Вадим попытался забрать у нее бутылку.
– Не трогай меня! – взвизгнула девушка и отскочила в сторону. – А я-то думала, что нравлюсь тебе, а ты, а ты… – Света рыдала, размазывая по щекам слезы, смешанные с тушью.
Вадим сгреб ее в охапку и, с силой прижав к себе, восторженно зашептал:
– Не плачь, не плачь, моя маленькая, ты же знаешь, как я тебя люблю.
Марина стояла, завернутая в махровый халат Вадима, и, низко опустив голову, пыталась понять, что происходит. «Он же только что, минуту назад, меня обнимал и вот так же про любовь шептал», – думала она.
Света тем временем затихла в руках Вадима и, тихонько всхлипывая, жаловалась:
– Не любишь ты меня, нисколечко не любишь. И вообще, иди к своей Маринке, вон она тебя поджидает! – Света метнула в сторону подруги яростный взгляд и попыталась высвободиться.
– Да что ты, глупенькая, – еще крепче прижал ее к себе Вадим. – Она же при тебе как обезьянка.
«Что он такое говорит?» – подумала Марина.

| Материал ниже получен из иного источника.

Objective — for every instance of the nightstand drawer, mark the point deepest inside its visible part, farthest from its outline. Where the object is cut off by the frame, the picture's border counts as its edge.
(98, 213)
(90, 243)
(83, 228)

– Какая обезьянка? – насторожилась Света.
– Раньше французские дамы носили при себе уродливых мартышек, чтобы оттенять свои прелести, а ты с собой Марину водишь, – пояснил Вадим, целуя ее лицо.
Марина терзала пояс махрового халата. Она надеялась, что Света сейчас за нее заступится, ударит Вадима по лицу или, по крайней мере, скажет, что это неправда, что он негодяй. Но вместо этого подруга засмеялась мелким, противным смехом. От удовольствия она даже слегка взвизгивала, став похожей на маленькую ведьму. Похоже, что сравнение с обезьянкой пришлось ей по душе.
Марина бросилась в комнату, стала одеваться. Она торопилась. Ей казалось, что если она сейчас, немедленно, не выберется из этой квартиры, то задохнется от ужаса. Она с отвращением натянула на себя Светкины подарки и бросилась к входной двери.
Выбравшись на лестничную площадку, Марина сделала глубокий вдох, как утопленник, вынырнувший со дна омута, и, не дожидаясь лифта, ринулась по лестнице вниз, каблуками раскалывая о каменные ступеньки свою досаду и ненависть.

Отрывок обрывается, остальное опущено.